Like the diverse personalities that have shaped the band over the years, the band’s sound is wholly eclectic. Some of the tunes are dominated by piano and pretty melodies ("Hostage"), while others, such as "Death By Day," feature more tension and drama.
"We sound different on every song," says Damian. "Some are beautiful, some are ugly, some are jazz, some are electronic, some are classical, some are noisy, and some are lead paint playground music." While we’re not sure what the latter sounds like, we do know that the band is stir crazy in more ways than one, and prefers not to stick to a particular style. "We like to change it up live and our recordings don’t really do us justice at this point," Damian admits. The band is currently recording its first studio album with "the very patient" Dominick Panzarella, Keith Souza, Mike Viele, and Seth Manchester at Machines with Magnets in East Providence. They’re aiming for a March release, then they’ll be on the road in early summer.
THE NAME GAME
To mark the beginning of 2006, our friends at Planet Groove have decided to switch identities. That is, they took a new name. After 10 years on the scene as Planet Groove, that wild beast of a rockin’ Afro-Cuban-Latino band, they’ve adopted a new moniker, Santa Mamba, which reflects the focus the band has embraced over the past few years.

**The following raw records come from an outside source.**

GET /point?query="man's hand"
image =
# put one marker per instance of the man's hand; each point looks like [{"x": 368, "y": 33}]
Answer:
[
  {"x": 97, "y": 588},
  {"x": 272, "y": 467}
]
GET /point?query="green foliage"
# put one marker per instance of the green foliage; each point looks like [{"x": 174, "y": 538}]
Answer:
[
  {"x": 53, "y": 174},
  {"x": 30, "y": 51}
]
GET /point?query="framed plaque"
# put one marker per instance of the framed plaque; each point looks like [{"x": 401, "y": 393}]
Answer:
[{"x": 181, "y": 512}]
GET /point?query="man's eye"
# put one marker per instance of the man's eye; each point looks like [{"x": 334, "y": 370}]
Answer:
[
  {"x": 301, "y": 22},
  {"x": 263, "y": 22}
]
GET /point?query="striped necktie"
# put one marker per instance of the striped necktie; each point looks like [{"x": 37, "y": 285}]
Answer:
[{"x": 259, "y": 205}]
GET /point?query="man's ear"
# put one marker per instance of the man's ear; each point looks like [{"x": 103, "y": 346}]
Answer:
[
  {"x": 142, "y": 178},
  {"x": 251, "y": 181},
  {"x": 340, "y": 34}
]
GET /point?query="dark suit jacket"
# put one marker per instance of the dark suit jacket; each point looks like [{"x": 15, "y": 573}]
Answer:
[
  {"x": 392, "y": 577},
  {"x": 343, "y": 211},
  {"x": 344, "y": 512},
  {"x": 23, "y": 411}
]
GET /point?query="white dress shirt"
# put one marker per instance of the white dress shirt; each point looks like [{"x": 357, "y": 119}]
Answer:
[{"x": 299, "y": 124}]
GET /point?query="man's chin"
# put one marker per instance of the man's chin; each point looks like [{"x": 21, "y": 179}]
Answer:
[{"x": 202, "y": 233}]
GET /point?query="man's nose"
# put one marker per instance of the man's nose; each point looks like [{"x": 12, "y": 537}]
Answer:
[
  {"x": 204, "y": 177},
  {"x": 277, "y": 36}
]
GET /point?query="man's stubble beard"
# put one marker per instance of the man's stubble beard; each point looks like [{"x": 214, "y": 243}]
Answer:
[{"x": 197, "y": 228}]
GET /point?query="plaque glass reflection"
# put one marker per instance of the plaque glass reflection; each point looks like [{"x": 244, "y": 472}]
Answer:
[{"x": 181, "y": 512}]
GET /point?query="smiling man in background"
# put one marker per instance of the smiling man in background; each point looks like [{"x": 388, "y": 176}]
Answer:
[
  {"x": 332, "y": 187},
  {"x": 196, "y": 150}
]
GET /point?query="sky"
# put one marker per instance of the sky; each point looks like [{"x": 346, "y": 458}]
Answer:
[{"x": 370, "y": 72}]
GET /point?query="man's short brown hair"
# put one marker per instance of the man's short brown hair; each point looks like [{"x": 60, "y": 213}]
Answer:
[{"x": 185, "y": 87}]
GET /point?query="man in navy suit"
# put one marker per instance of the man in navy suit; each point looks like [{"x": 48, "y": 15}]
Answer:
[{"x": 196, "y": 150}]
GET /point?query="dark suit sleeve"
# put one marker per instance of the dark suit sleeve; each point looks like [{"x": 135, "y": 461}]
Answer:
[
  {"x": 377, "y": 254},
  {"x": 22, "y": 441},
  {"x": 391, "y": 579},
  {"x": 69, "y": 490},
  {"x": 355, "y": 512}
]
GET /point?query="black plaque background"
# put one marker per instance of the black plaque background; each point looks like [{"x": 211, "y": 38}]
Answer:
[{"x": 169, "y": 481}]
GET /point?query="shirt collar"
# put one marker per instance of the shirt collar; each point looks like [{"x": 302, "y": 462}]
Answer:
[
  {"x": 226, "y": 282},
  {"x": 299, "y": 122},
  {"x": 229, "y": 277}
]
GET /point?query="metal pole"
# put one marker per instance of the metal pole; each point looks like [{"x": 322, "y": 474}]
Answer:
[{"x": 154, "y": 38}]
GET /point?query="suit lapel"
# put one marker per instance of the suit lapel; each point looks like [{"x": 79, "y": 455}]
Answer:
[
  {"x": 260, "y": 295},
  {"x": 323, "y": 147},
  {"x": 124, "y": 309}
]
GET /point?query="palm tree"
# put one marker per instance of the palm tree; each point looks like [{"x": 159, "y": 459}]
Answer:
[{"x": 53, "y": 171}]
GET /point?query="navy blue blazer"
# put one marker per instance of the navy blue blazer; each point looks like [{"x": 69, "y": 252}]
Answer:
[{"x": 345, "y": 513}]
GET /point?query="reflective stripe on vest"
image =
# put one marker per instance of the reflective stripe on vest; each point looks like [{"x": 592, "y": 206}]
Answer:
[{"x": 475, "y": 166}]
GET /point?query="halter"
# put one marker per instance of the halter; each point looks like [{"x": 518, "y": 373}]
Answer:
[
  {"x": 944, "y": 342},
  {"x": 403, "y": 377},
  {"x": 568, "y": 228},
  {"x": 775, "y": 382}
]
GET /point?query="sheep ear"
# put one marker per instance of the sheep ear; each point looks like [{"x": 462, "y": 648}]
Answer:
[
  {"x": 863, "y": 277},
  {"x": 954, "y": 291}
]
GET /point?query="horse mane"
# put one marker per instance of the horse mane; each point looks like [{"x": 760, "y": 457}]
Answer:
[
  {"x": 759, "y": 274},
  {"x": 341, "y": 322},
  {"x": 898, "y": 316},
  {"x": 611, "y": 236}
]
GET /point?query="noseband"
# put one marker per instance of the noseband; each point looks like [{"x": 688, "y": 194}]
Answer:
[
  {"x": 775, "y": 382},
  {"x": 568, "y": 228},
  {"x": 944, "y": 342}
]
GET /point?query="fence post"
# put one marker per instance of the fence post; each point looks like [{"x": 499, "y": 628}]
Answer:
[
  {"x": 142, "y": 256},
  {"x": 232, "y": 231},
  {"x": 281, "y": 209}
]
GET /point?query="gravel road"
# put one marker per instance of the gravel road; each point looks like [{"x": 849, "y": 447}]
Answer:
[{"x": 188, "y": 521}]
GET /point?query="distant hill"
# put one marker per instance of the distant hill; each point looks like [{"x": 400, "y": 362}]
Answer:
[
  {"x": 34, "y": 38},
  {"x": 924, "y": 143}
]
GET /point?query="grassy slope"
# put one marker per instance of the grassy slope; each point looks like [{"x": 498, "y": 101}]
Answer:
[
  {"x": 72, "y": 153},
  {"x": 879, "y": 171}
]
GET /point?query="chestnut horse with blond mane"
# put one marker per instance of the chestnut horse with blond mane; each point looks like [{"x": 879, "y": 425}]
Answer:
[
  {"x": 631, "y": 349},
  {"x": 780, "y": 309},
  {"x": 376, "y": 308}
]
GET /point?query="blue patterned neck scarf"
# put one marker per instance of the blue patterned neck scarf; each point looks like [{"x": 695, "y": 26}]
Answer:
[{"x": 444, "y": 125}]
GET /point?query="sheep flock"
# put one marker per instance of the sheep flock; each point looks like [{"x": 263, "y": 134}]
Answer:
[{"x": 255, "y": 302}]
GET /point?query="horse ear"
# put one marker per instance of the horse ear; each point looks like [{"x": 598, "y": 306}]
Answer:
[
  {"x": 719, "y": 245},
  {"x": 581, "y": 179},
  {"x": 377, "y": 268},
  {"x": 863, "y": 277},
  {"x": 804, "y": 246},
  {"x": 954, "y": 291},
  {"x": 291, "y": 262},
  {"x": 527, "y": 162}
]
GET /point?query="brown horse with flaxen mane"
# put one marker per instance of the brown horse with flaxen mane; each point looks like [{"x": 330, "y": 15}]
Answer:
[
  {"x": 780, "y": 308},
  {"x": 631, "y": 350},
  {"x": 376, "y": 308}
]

"We realized that the name Planet Groove represented our beginning stages," says Ajay Coletta, "but a name change would better reflect our new membership and sound." Four years ago, PG took a decisive turn toward an Afro-Cuban vibe, distancing themselves from their original sonic hodgepodge of rock, jazz, jam, and Latin. "The definition of ‘Santa Mamba’ can be interpreted in many ways," adds Coletta, "but rather than bore you with our various ideas, let’s just say we like the way it sounds!" New Santa Mamba music, merchandise, and a website are in the works.
This Friday (the 13th) at Billy Goode’s in Newport (401.848.5013), Mark Dufresne, the lungs behind Roomful of Blues, will team up with High Rollers guitarist Tom Ferraro for another-night-only blast of classic American music. John Packer, also of the High Rollers, will be playing bass and Jason Corbiere, also with Roomful, will be holding down the drums.